Montag, 31. Oktober 2011

Der Berg als Stein des Anstoßes

Letztens wurde in einem Seminar diskutiert, warum Menschen auf Berge steigen. Mit allen möglichen Antworten kamen da die Seminaristen daher, die einen mehr, die anderen weniger überzeugend. Gewiss kann man hier viele Motive geltend machen, mir aber schien just Francesco Petrarcas (1304-1374) "Brief an Francesco Dionigi di Borgo San Sepolcro in Paris" den treffendsten Beweggrund zu nennen. Er sei, so schreibt Petrarca, den Mont Ventoux hinaufgestiegen, nicht nur um die "ungewöhnliche Höhe dieses Flecks Erde durch Augenschein kennenzulernen", sondern vor allem weil der Berg ihm "fast immer vor Augen" steht. Seit seiner Kindheit sei er ihm im Weg gewesen...

An Österreich und der Schweiz merkt man, wie Bewohner eines gebirgigen Landes mit jenen Erhebungen umgehen, die sie von jeher eingrenzen: Sie steigen drüber hinweg oder graben durch sie hindurch. Das reine Hinaufsteigen des Schnapserls wegen, das man beim Gipfelkreuz trinkt, ist eine Nebenerscheinung, die freilich heutzutage als das populärere Motiv gelten mag. Aber im Grunde will man die "Scheißberg" aus dem Weg haben. Zumindest kurzfristig. Nach dem Be- und Übersteigen kann man ja ohnehin wieder an den Ausgangspunkt zurückkehren und sich wohlig eingesperrt fühlen. Das Bewusstsein aber, dass man schon oben und drüber hinweg war, das bleibt und beruhigt ein wenig.

Etwas wenigstens einmal getan zu haben, damit das Gewissen eine Ruh' gibt: Das ist der Keim des menschlichen Fortschritts. 90% der Menschen machen 90% der Sachen, die sie einmal ausprobieren, sowieso nie wieder. Andere verlieren sich hoffnungslos in der Sucht nach der Tätigkeit, die sie für sich entdeckt haben und gehen vielleicht sogar daran zu Grunde.
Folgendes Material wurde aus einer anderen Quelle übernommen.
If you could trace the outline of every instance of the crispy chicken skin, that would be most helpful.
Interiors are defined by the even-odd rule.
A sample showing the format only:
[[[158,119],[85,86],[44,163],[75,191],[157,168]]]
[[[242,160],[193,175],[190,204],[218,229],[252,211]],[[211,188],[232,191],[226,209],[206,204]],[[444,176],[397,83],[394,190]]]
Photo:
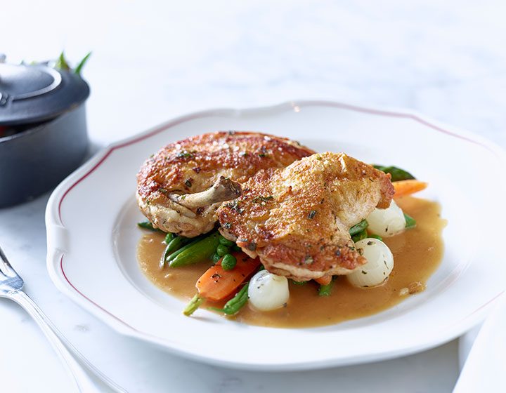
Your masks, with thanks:
[[[390,175],[344,153],[261,171],[218,210],[222,234],[269,272],[296,281],[346,274],[366,262],[349,228],[389,206]]]
[[[137,175],[137,202],[153,226],[195,237],[210,231],[223,201],[261,169],[285,168],[314,152],[284,138],[216,132],[171,143]]]

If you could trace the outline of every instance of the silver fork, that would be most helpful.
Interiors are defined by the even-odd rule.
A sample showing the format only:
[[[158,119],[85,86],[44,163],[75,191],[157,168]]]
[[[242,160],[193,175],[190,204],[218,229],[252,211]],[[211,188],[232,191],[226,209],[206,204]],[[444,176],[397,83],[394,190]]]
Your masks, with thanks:
[[[90,363],[56,328],[32,298],[23,292],[23,280],[11,266],[1,248],[0,259],[0,297],[14,300],[35,320],[63,361],[77,390],[88,393],[101,392],[102,389],[86,374],[74,357],[79,359],[89,371],[109,387],[116,392],[126,393],[124,389]]]

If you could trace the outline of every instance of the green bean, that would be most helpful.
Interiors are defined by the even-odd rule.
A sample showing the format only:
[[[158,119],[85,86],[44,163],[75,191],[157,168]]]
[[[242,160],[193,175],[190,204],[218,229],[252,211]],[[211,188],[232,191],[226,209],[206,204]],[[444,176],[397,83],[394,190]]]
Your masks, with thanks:
[[[179,251],[176,251],[176,253],[179,253],[175,258],[171,258],[172,255],[170,255],[167,259],[167,261],[170,262],[170,267],[179,267],[180,266],[193,265],[205,260],[209,260],[219,244],[219,234],[218,232],[214,232],[203,239],[200,238],[194,240],[190,244],[183,247],[183,248],[185,248],[184,250],[181,248]]]
[[[237,265],[237,258],[232,254],[225,254],[221,260],[221,267],[223,270],[232,270]]]
[[[362,220],[358,224],[355,224],[353,227],[351,227],[349,229],[349,234],[350,236],[353,236],[354,234],[356,234],[359,232],[361,232],[364,229],[365,229],[369,226],[369,222],[367,222],[367,220],[365,218]]]
[[[200,307],[200,305],[202,305],[205,300],[205,299],[204,298],[201,298],[199,296],[199,294],[197,293],[192,298],[192,300],[190,300],[188,304],[186,305],[186,307],[183,310],[183,314],[189,317],[197,311],[197,309]]]
[[[320,289],[318,289],[318,296],[330,296],[332,284],[334,284],[334,281],[330,281],[327,285],[320,284]]]
[[[399,180],[407,180],[408,179],[414,179],[413,176],[409,172],[397,168],[396,166],[383,166],[382,165],[373,165],[376,169],[382,171],[385,173],[390,173],[391,175],[391,181],[398,182]]]
[[[164,243],[165,244],[169,244],[174,238],[176,237],[176,235],[171,232],[169,232],[165,235],[165,239],[164,239]]]
[[[406,229],[414,228],[416,227],[416,221],[413,217],[410,217],[406,213],[404,213],[404,218],[406,219]]]
[[[353,235],[351,237],[351,240],[353,241],[353,242],[356,243],[359,240],[362,240],[363,239],[365,239],[368,237],[367,234],[367,229],[364,229],[358,234]]]
[[[228,315],[235,314],[239,311],[242,306],[247,302],[247,288],[249,286],[249,283],[247,283],[241,290],[235,294],[235,296],[232,298],[226,303],[223,309],[210,307],[214,311],[219,311],[219,312],[224,312]]]
[[[232,241],[231,240],[228,240],[228,239],[225,239],[223,236],[220,237],[220,244],[223,244],[226,247],[232,247],[234,244],[235,244],[235,241]]]
[[[153,226],[153,224],[150,221],[142,221],[141,222],[137,222],[137,226],[139,228],[144,228],[145,229],[149,229],[150,231],[155,231],[155,232],[161,232],[162,230],[158,228],[155,228]]]
[[[225,254],[228,254],[229,252],[230,248],[223,244],[219,244],[218,247],[216,247],[216,254],[221,257],[223,256]]]
[[[167,239],[167,237],[165,239]],[[176,236],[171,240],[167,244],[167,246],[165,247],[165,251],[164,251],[163,255],[162,255],[162,259],[160,259],[160,269],[165,266],[165,262],[168,262],[167,258],[169,255],[172,255],[176,253],[178,250],[190,243],[190,241],[191,241],[191,238],[183,237],[182,236]]]

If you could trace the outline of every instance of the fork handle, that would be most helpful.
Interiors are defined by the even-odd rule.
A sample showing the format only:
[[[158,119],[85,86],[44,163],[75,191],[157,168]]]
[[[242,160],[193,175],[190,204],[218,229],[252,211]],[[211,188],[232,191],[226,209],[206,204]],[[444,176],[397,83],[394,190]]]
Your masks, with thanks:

Nicht selten ist der Stein des Anstoßes eine simple Störung bzw. ein Gestört-Sein-von-etwas, das zu einer Ausgleichshandlung führt, die dem Handelnden nicht selten einige Mühe kostet. Irgendwo mischt sich da noch Ehrgeiz dazu, irgendwo ein sportlicher Gedanke (was ist das überhaupt?) und schon hat man ein Projekt, das es zu bearbeiten und abzuschließen gilt. Und bevor man das nicht gemacht hat - oder gründlich daran gescheitert ist - gibt es nichts Anderes oder Wichtigeres.

Petrarca hat mit Mühen den Gipfel erklommen und hat sich dann selbst daran erinnert, dass er lieber wieder heimgehen und den Augustinus lesen sollte, er sich nicht mit den rein äußerlichen Dingen beschäftigen, sondern das Auge lieber auf die geistigen Gebirge richten sollte. Dass ihm aber der Ausblick gefallen hat, muss er dennoch - fast schon beschämt - zugeben. So erinnert mich der italienische Literat irgendwie an meinen letzten Berggang, und dass ich, nachdem ich endlich oben war, es doch ein bisschen genießen konnte, obwohl ich zuerst nur hinaufsteigen wollte, um zu erkennen, dass sie nicht alle gänzlich unüberwindbar sind, die Berge.

Ich frage mich nur, wie oft die Bergmenschen auf die Berge hinaufrennen mussten, bis sie kapiert haben, dass das, was man da oben sieht, nicht nur betrachtenswert, sondern eben auch bestaunenswert ist. Denn die Anschauungsweise eines Georg Simmel war wohl nicht von Anfang an kulturelles Gemeingut (nicht nur, weil sie sich aus der Differenz zwischen alpinen und nicht-alpinen Raum-Erleben speist).
Jedenfalls sollte man beim nächsten Berggang auch einmal versuchen, das Gefühl einzufangen, das man abseits des Wohlgefallens an der Gegend und dem befriedigten Ehrgeiz verspürt: Jenes nämlich, dass man den "Scheißberg" endlich aus dem Weg hat.